Magnificent snow covered mountains surrounded us, their knife like peaks piercing the deep blue sky. The next morning, the bathtub from the day before was frozen over and we were now hiking through sparse patches of trees and snow that was, at times, knee deep.  Not long after, we reached the tree line, and our world was snow and granite.

It was time to go back down and we packed up to begin the trip back to civilization.  That afternoon we encountered Bruce, the leader of about 20 boy scouts hiking in the shadow of the Cathedral Range.  Bruce and his charges made camp a short distance away from us one night.  While we didn’t talk to them, it was evident that Bruce ran a tight ship.  I’m sure you have to with 20 adolescents in the mountains.  When they broke camp in the morning, every boy knew his role.  At the end of the orchestrated packing up, Bruce had his charges form a line shoulder to shoulder and walk the entire camping area picking up every bit of debris left there, regardless of who forgot to clean it up.  They had been taught well to leave no trace.

The next two days were spent walking along streams down towards Yosemite Valley.  We were now below the snow and back in the trees, the air again filled with the scent of pine.  When we stopped for the night one or two days out of the Valley, Igor started to build a fire.  He was using the hand axe to chop some small logs and my back was to him when I heard a muffled cry.  The axe had bounced off the branch he was working on and into the calf of his left leg.  There was a lot of blood.

We stopped the bleeding by applying pressure and bandages and elevating his leg.  He was comfortable, but there was no way he could walk without tearing his leg open.  I couldn’t carry him very far, so there was only one option, I needed to find help if we were going to leave the Valley in time to make our flight home.  The “real” world was intruding.

It was too late to start that evening, so we used the time to remove anything unnecessary for a day hike from my pack so I could travel lite and fast the next morning.  Igor had plenty of food and water, so he would be fine.

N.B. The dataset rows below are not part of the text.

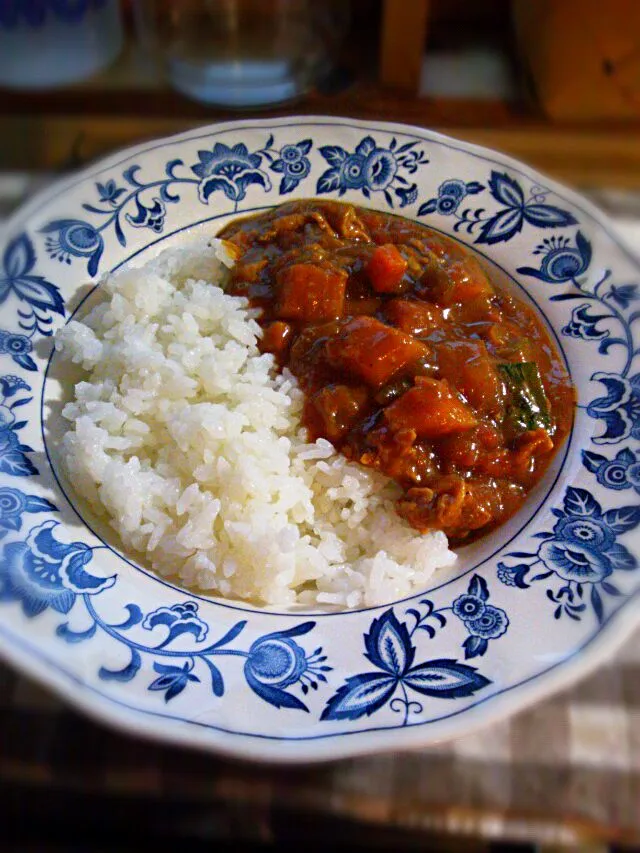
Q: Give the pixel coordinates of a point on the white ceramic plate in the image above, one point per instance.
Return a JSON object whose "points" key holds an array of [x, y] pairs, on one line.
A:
{"points": [[525, 611]]}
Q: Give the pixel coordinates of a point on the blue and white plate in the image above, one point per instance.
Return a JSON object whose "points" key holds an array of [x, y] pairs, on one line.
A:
{"points": [[524, 612]]}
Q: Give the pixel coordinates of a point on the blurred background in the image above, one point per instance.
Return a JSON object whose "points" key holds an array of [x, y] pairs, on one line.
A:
{"points": [[556, 83]]}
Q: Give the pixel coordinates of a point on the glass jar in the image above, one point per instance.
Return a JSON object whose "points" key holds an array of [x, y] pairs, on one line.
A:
{"points": [[242, 53]]}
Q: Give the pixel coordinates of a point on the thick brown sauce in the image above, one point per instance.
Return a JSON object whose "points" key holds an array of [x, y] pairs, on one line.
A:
{"points": [[401, 354]]}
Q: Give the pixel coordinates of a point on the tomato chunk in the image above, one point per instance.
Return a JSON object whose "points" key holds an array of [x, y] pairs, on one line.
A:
{"points": [[386, 269], [309, 292], [333, 410], [465, 280], [373, 351], [468, 366], [431, 409], [415, 318]]}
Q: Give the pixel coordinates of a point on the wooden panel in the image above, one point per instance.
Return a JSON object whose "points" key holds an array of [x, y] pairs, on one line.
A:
{"points": [[402, 42], [583, 56]]}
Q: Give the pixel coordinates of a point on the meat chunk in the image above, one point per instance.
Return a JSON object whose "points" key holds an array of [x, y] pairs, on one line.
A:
{"points": [[412, 317], [373, 351], [431, 409], [333, 410], [310, 293], [468, 366]]}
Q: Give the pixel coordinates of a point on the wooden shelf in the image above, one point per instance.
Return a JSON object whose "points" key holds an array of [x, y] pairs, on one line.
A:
{"points": [[129, 104]]}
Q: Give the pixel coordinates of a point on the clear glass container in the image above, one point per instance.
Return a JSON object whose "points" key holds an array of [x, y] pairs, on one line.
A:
{"points": [[242, 53]]}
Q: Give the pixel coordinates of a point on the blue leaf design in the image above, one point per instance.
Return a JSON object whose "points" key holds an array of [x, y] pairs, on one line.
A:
{"points": [[65, 633], [94, 260], [231, 634], [535, 273], [445, 679], [478, 586], [19, 257], [592, 461], [126, 674], [37, 504], [39, 292], [217, 684], [328, 181], [16, 464], [388, 644], [548, 216], [506, 189], [584, 247], [503, 226], [119, 233], [621, 558], [287, 184], [474, 647], [596, 602], [273, 695], [622, 519], [134, 618], [360, 695], [581, 503], [333, 154]]}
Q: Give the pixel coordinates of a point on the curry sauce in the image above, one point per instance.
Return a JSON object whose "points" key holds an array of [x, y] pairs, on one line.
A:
{"points": [[412, 361]]}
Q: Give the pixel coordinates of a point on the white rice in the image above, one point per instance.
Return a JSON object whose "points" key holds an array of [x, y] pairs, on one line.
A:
{"points": [[186, 438]]}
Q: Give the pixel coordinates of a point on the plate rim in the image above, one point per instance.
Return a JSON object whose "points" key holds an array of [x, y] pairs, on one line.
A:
{"points": [[561, 675]]}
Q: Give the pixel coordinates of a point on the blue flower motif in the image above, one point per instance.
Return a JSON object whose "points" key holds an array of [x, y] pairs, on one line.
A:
{"points": [[468, 607], [72, 238], [619, 408], [293, 164], [561, 262], [180, 618], [371, 168], [109, 192], [483, 621], [584, 325], [16, 277], [148, 217], [276, 661], [231, 170], [450, 194], [14, 503], [18, 347], [172, 679], [491, 624], [389, 647], [618, 473], [584, 546], [43, 572]]}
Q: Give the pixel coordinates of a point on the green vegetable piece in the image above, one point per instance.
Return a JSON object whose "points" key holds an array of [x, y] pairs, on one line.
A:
{"points": [[528, 407]]}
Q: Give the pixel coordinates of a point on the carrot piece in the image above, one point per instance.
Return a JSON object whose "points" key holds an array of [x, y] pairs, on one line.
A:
{"points": [[386, 269], [465, 280], [334, 409], [431, 409], [311, 293], [372, 351], [414, 318]]}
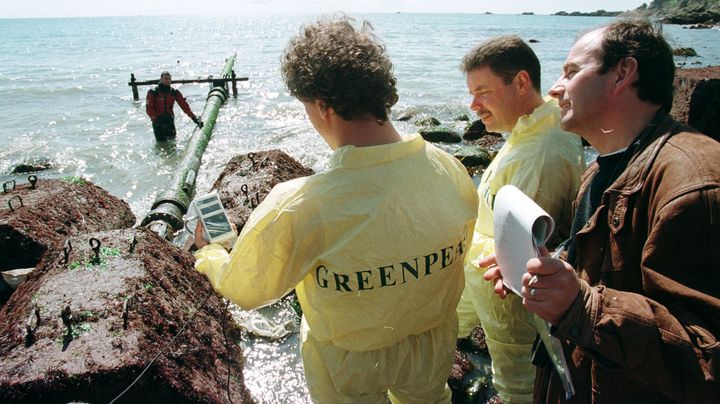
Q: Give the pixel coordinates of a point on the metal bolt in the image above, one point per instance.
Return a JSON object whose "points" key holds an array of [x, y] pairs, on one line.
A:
{"points": [[95, 245]]}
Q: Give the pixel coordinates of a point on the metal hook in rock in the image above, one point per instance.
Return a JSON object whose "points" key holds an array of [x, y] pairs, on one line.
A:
{"points": [[6, 186], [67, 248], [95, 245], [244, 190], [66, 316], [126, 310], [133, 243], [29, 327], [10, 202]]}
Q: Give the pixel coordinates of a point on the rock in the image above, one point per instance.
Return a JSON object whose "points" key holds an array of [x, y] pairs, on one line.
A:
{"points": [[429, 121], [697, 95], [94, 325], [406, 116], [32, 166], [684, 52], [699, 26], [248, 178], [474, 130], [444, 135], [47, 214], [473, 156]]}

At daybreak I started out for the Valley which, carrying only a small bag of food and water, I should be able to make by nightfall.  I had only gone a couple of hours when I crossed paths with two rangers on horseback.  I explained what had happened and led them back to Igor.  They put him, together with his pack, on the back of one of the horses and took him out.  I, however, had to refill my pack that had been emptied the night before, and walk out.

They patched him up in Yosemite Village and he slept in one of the large tents.  I got to walk out, collect his gear, and sleep in the campground.  I jokingly accused him of staging the accident, but it wasn’t funny.

Back in San Francisco, we treated ourselves to, what else, a dinner that had not been freeze dried.  It’s every backpacker’s fantasy after days spent in the backcountry.